The Middle Age of Mrs Eliot
Page 5
He laughed. ‘I don’t think I care for you as every woman,’ he said. ‘I wish though you had cut it. You’ll be tired out by the time we get on the plane. Committees! Parties!’
‘That’s what Viola Pirie said, darling.’
‘Oh,’ he left it. ‘Has that son of hers got a job yet?’
‘I don’t think so. I didn’t ask. She apologized for his probably not coming this evening.’
‘Probably. That sounds theatening.’
‘We’re favourites of his, Viola says.’
Bill made a grimace of distaste.
‘It’s probably true, you know,’ Meg told him.
‘Oh, I daresay there are worse cases than Tom Pirie,’ Bill admitted. ‘If he’d only shave off that beard. And be a little less grubby. Grubby-minded, too, I suspect. All the same, I can’t find him any more jobs. Poor old thing, she must have a life of it. But I still don’t know how you put up with her.’

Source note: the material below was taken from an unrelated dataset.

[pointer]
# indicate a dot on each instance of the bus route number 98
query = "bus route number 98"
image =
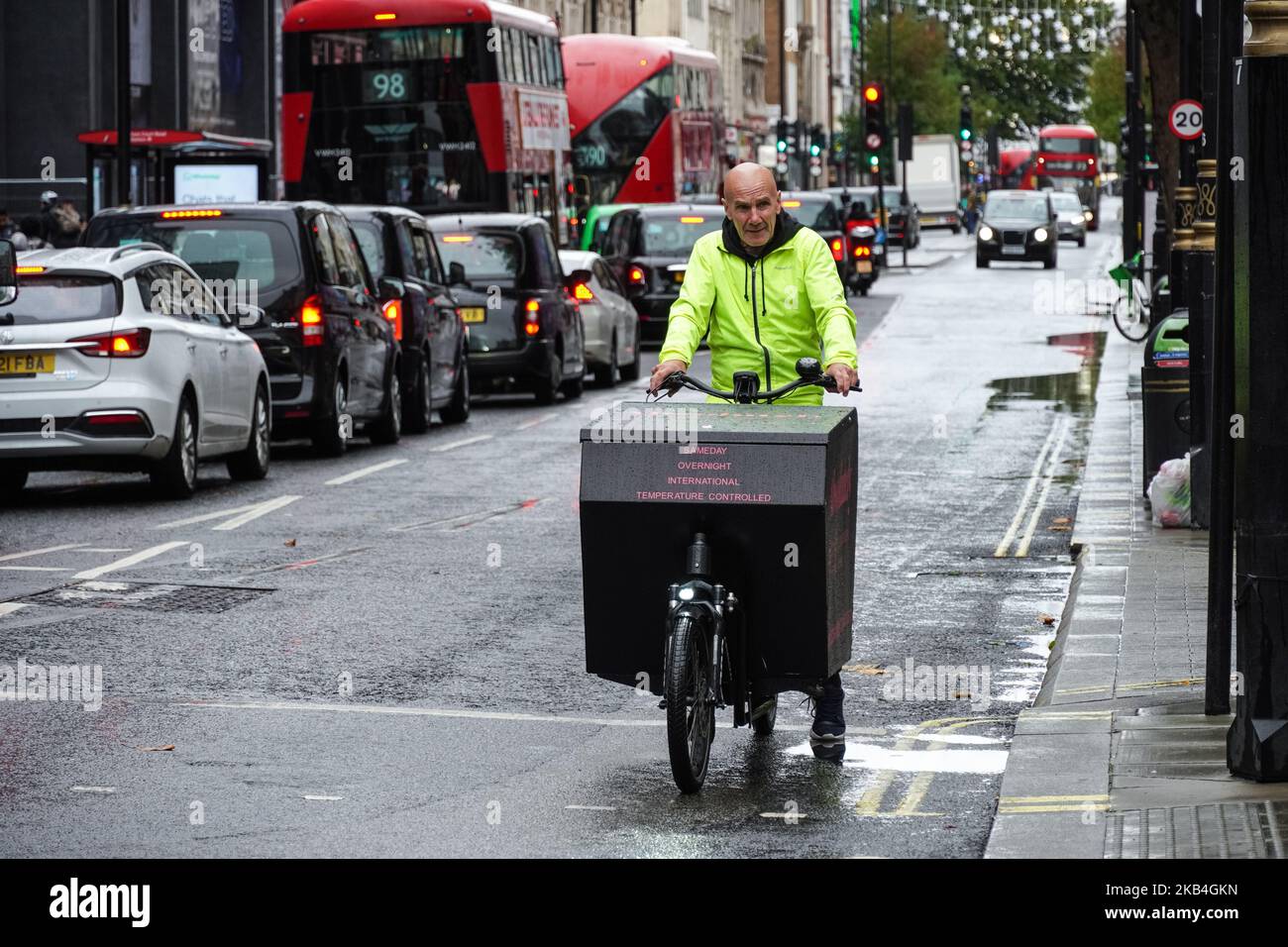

‘Oh! She’s the least of worries,’ Meg cried, then as she saw him frown, she jumped up from her chair. ‘I’m not feeling the faintest bit tired,’ she said and kissed him. ‘And your day?’ she asked.
‘Oh, winding things up at the office,’ he said, ‘whatever that may mean.’
‘I don’t think barristers say it, Bill, only business men. Whatever it means you look well on it. Something especially good has happened. What is it?’
He smiled. ‘We don’t go round the world every day, you know.’
‘H’m,’ she considered it, ‘it’s hit you all of a sudden in that case. You haven’t shown any special excitement in the last weeks.’
‘I probably didn’t believe it until today.’
‘I’ve believed it for a long time,’ she told him and added quickly, ‘Oh! I shall love every minute of it once we’ve started. I hate partings, that’s all. We must go and dress.’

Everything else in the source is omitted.